FPV pilot Sergi Ros explains what is essential for FPV profesional filming and what the future of the industry holds. At the bottom you can watch the filmed interview.
What’s your name and your title?
Hi, my name is Sergi Ros and I’m an FPV pilot.
How did you get to where you are today?
I’ve gotten to where I am for two reasons. One is for taking my hobby to the extreme. Drones and radio control has been my passion for 10-15 years now. Taking it to the extreme has led me to have contacts and opportunities have opened up for me. Cinematically, I have no specific study on this but here in Octocam I have been taught, the colleagues here have helped me understand how a day of shooting works and what is important. I put these two things together and here I am today.
What is your favourite Octocam shoot?
My favourite shoot was definitely the Formula 1 with Renault, for several reasons. It was the first one when I joined the company and we started to do the project and right away they took me to this one because that’s how it happened. It was my first experience as a professional shooting and obviously it was an honour and super fun and exciting to follow these cars at that speed.
What is essential for filming FPVs professionally?

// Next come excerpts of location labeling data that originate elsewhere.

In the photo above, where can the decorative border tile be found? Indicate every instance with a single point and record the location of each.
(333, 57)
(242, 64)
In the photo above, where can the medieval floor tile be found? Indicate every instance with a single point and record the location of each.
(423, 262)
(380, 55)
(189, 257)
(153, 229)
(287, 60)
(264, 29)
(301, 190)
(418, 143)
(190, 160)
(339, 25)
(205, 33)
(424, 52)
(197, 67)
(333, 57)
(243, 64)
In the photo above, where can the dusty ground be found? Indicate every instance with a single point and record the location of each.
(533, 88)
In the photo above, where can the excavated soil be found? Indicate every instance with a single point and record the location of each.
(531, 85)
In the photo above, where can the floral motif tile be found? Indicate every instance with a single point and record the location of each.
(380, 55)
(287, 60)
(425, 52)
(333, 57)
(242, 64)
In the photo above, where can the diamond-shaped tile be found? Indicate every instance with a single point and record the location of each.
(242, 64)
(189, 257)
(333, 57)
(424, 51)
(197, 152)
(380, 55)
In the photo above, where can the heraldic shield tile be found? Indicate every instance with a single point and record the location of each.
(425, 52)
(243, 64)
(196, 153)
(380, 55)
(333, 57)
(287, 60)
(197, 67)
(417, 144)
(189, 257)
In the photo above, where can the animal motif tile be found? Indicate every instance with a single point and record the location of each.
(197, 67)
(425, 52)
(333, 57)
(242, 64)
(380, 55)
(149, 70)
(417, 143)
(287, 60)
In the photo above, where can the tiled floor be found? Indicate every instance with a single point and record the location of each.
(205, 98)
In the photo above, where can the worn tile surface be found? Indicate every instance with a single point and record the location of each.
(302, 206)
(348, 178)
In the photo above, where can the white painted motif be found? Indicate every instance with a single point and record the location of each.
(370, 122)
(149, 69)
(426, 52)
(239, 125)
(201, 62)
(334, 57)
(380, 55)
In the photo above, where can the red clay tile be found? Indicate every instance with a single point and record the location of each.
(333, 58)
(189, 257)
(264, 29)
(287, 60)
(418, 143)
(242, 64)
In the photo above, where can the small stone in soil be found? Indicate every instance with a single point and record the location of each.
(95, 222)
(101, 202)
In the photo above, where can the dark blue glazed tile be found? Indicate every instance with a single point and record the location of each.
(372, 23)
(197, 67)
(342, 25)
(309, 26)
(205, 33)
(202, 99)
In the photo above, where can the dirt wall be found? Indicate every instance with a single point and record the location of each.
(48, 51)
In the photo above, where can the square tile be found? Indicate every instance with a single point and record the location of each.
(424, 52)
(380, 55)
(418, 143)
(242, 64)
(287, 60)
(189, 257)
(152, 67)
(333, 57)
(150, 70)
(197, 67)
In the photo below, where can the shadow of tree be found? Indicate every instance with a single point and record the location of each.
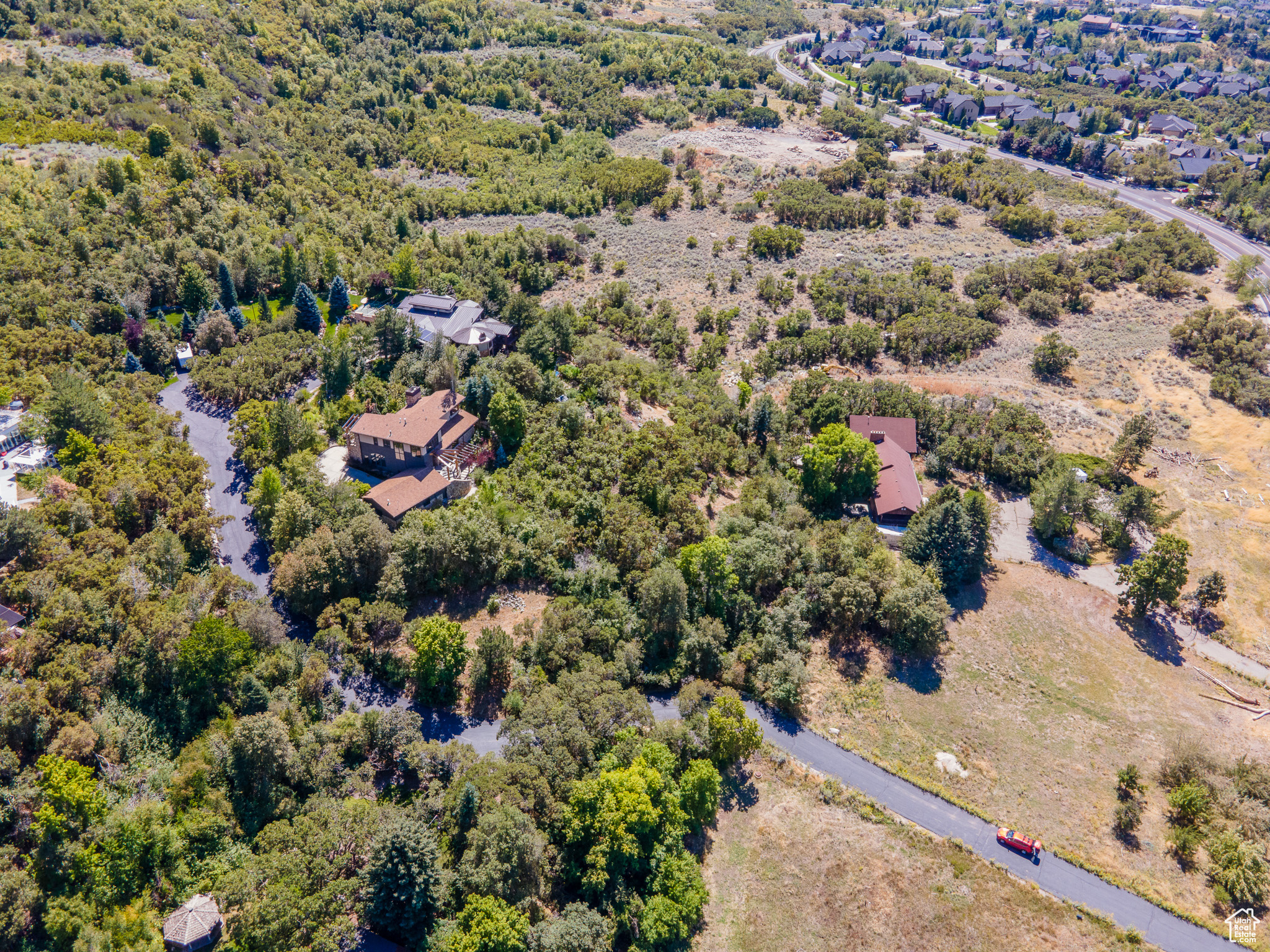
(738, 790)
(922, 674)
(850, 655)
(970, 597)
(1156, 637)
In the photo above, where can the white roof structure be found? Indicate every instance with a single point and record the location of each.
(196, 924)
(460, 322)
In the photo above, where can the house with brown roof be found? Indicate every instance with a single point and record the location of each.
(425, 447)
(407, 439)
(414, 489)
(898, 495)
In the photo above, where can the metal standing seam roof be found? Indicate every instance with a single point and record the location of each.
(195, 919)
(442, 304)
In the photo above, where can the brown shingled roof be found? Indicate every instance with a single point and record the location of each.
(898, 493)
(435, 415)
(399, 494)
(902, 430)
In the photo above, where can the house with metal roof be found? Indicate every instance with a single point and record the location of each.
(1169, 125)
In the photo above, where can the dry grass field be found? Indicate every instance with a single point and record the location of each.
(789, 871)
(1044, 691)
(1043, 695)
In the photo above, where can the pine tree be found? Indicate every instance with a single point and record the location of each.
(762, 419)
(229, 296)
(465, 818)
(308, 314)
(288, 267)
(338, 298)
(403, 881)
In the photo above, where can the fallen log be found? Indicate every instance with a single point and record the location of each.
(1236, 703)
(1227, 689)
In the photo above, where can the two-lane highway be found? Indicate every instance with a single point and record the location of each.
(1158, 205)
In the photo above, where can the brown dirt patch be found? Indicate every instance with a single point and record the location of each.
(1043, 694)
(789, 871)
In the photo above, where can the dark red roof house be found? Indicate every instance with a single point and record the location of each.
(902, 430)
(898, 495)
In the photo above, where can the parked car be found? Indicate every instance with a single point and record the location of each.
(1016, 840)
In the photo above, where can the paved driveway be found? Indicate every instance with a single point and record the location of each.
(1050, 874)
(210, 437)
(1016, 542)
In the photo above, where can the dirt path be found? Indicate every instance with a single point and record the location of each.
(1016, 542)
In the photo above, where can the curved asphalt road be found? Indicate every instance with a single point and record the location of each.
(1050, 874)
(248, 557)
(210, 437)
(1156, 203)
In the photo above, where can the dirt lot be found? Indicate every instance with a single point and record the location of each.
(789, 871)
(1043, 696)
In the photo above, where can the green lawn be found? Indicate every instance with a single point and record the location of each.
(252, 311)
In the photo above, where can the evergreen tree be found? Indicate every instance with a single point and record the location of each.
(229, 296)
(403, 881)
(465, 818)
(288, 267)
(193, 289)
(338, 298)
(762, 421)
(308, 314)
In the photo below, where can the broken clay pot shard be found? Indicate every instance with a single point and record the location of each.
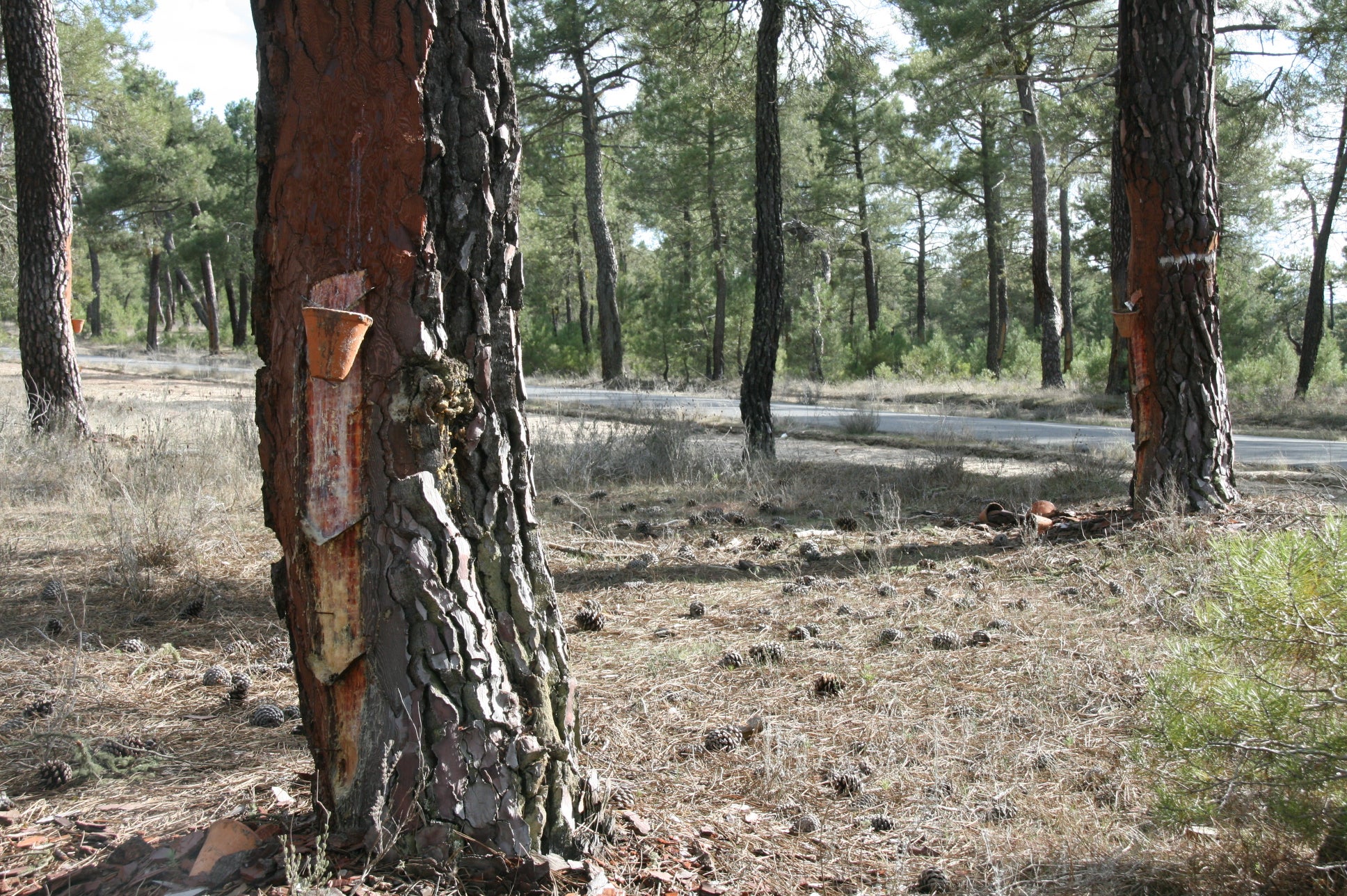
(335, 339)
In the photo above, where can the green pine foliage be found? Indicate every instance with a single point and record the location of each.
(1252, 714)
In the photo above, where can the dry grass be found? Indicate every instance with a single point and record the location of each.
(1046, 719)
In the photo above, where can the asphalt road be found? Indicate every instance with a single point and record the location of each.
(1249, 449)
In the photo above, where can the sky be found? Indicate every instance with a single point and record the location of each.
(208, 45)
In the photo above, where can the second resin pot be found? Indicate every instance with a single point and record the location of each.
(335, 339)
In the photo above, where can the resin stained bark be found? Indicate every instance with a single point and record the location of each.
(414, 582)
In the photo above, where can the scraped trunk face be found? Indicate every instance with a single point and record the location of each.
(1168, 136)
(768, 248)
(42, 214)
(430, 654)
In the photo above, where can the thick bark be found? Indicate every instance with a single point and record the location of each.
(1119, 220)
(421, 608)
(582, 287)
(1047, 310)
(872, 287)
(234, 321)
(1168, 136)
(1069, 323)
(998, 310)
(42, 214)
(605, 255)
(1314, 332)
(96, 285)
(717, 367)
(152, 312)
(922, 263)
(210, 302)
(768, 250)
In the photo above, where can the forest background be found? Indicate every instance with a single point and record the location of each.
(907, 189)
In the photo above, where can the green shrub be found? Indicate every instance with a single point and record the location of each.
(1254, 710)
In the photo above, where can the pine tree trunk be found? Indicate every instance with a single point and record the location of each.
(998, 310)
(1168, 135)
(605, 255)
(580, 278)
(717, 368)
(152, 312)
(234, 321)
(414, 582)
(1047, 310)
(922, 262)
(42, 216)
(186, 289)
(1314, 332)
(1069, 323)
(1119, 220)
(96, 285)
(210, 302)
(768, 248)
(872, 287)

I think at a professional level, above all, having a lot of experience is what counts the most. You have to have many years and many hours of flight time as it is something that requires great precision. It is also very important to have the right equipment, as you can see here. You have to have many spare drones, for different uses, different cameras and speeds. It is also important to have a team and a company to count on because it’s not only the pilot, it’s the team, it’s the assistant, it’s production. In general a whole company that works so that these drones can do their job.
How do you see the future of the FPV drones on set?
I think that there will be a lot of demand, well there is already, because it’s something new, it’s very dynamic, very fast and economical (depending on which drones) and it allows it to have those movements, those shots, that free play, the horizon is not fixed and combined with other drones (because not everything can be filmed with this), it gives those new points of view that always surprise the viewer and in the end is what directors and customers are looking for. So I think it’s going to have much more presence than it has now and the technology is advancing very fast and I’m sure it will sky rocket.